La senda de los perdedores

Antonia Nogales

Periodista & docente. Enseño en Universidad de Zaragoza. Doctora por la Universidad de Sevilla. Directora de Radio Unizar. Investigo en Grupo de Investigación en Comunicación e Información Digital de la Universidad de Zaragoza.

Unas jóvenes en una concentración contra el auge de Vox. FOTO: MANU GARCÍA.
Unas jóvenes en una concentración contra el auge de Vox. FOTO: MANU GARCÍA.

El escritor Charles Bukowski dijo una vez que la diferencia entre una democracia y una dictadura consistía en que en el sistema democrático puedes votar antes de obedecer las órdenes. Creo que estos días siento un renovado respeto por el autor de Factótum. He recordado sus palabras en una semana negra. Desde el pasado domingo se abrió una herida que no deja de supurar. Puede que las miles de almas que han recorrido las calles andaluzas en busca de un grito de alivio hayan mitigado en algo el dolor.
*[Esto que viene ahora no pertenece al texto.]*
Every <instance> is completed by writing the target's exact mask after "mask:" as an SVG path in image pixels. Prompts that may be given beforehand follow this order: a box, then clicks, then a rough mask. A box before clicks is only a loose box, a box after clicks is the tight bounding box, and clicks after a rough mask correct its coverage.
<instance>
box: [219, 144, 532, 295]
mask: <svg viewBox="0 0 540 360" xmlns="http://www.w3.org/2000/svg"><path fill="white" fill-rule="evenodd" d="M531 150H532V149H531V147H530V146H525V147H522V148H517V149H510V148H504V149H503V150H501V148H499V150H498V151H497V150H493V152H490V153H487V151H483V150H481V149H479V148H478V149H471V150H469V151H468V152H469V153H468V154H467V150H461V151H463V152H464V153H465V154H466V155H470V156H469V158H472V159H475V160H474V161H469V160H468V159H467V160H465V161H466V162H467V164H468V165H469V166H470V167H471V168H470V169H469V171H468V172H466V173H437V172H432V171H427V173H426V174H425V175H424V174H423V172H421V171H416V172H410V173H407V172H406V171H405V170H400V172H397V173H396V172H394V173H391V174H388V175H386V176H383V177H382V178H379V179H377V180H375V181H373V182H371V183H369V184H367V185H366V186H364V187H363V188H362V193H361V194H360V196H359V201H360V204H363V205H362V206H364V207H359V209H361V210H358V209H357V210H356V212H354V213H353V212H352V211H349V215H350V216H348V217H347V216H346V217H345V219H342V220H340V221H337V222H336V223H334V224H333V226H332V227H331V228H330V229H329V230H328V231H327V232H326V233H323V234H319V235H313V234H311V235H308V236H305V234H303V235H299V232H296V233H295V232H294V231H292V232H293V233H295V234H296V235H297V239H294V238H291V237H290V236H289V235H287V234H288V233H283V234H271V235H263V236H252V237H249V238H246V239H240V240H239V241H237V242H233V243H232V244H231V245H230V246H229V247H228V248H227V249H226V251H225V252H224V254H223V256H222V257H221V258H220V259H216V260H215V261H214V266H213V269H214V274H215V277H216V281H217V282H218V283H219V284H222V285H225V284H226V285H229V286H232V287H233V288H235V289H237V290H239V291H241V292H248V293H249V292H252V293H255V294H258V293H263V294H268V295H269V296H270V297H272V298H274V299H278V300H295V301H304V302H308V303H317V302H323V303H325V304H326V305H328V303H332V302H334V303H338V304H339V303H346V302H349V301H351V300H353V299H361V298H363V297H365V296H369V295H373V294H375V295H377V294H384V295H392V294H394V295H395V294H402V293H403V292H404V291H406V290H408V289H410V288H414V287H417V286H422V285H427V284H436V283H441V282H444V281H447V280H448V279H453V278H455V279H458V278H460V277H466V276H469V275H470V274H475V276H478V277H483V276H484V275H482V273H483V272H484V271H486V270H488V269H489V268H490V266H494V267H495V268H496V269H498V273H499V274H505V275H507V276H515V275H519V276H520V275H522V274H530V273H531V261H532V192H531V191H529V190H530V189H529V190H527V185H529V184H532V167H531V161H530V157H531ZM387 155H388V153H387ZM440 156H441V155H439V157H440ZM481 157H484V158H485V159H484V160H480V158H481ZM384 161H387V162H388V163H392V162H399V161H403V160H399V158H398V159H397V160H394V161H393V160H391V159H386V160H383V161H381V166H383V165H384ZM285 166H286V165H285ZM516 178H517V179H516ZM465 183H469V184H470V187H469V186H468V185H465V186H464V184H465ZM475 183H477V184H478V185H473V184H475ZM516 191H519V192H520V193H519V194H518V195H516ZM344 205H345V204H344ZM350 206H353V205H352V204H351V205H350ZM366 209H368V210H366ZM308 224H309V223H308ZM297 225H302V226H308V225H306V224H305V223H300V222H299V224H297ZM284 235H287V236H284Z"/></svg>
Pero ¿cómo combatir un mal que dolió más a otros?

A mí me duele mi abuelo, allá donde quiera que esté. No pude evitar pensar en él este 2 de diciembre. Pensé en todo aquello por lo que luchó, en la guerra que lo traumó, en todas las elecciones que no vivió, en la clandestinidad forzosa de sus pensamientos. Pensé en él. Vino a mi cabeza durante toda la noche y sentí vergüenza. Me avergoncé de todo lo que se había quedado por el camino, de la sensación de no haber aprendido nada y de mi propia indefensión. 

Incredulidad, rabia y desesperanza. También algo de paranoia —no lo negaré— pues esto de no saber de quiénes han venido tantas malas decisiones desconcierta bastante. Y me cuesta encontrar respuesta a quién me repugna más. Si quienes defienden sin tapujos que hay que cerrar medios públicos, quebrar la memoria histórica o frivolizar con la violencia de género, o aquellos que los utilizan como peldaño para su ambición política. A la repulsión natural que pueden inspirar la violencia, el odio y la xenofobia, habría que sumar la que provocan quienes están dispuestos a pactar con el diablo. Y es que si asquea escuchar a ciertos sucedáneos de político fascista, más demencial resulta ver cómo otros ni siquiera los cuestionan como apetecibles socios de gobierno.

Y esos, esos que están dispuestos a todo por hacerse con los 12 escaños de la vergüenza, son los que vienen a regenerar nuestra tierra. Por ello, ese que no para de perder votos y adeptos, el que le pidió su confianza hasta a una vaca de la campiña cordobesa, salió sin atisbo de pudor a festejar a la calle San Fernando como si acabara de ganar la Liga. Por ello, el hombre gris que enarbola el naranja se erige hoy en presidenciable y cuenta con la complacencia de quienes pretenden dinamitar la autonomía andaluza. Esa que tanto costó conseguir. Esa por la que murió Caparrós. Sinceramente, no sé quién debe avergonzarnos más: si el tonto útil —el factótum encargado del trabajo sucio—, el perdedor nato con facha eterna de señorito andaluz o el hombre gris naranja a quien Dios ha venido a ver. O nosotros mismos. Probablemente, esta última es la respuesta más certera.

En 1982, Bukowski escribió La senda del perdedor, una novela donde su personaje fetiche mostraba los patios traseros del sueño americano, donde los parias eran parias sin nada de romanticismo. Donde los villanos lo eran más porque eran reales y acuchillaban sin piedad. Sin una gota de ilusión, ni de entusiasmo. La civilización era para Bukowski una causa perdida y la política, poco menos que una charada. La senda de los perdedores está hoy más repleta que nunca. Cuando pierde la tierra, cuando fracasa la historia, no gana nadie. Nadie en absoluto.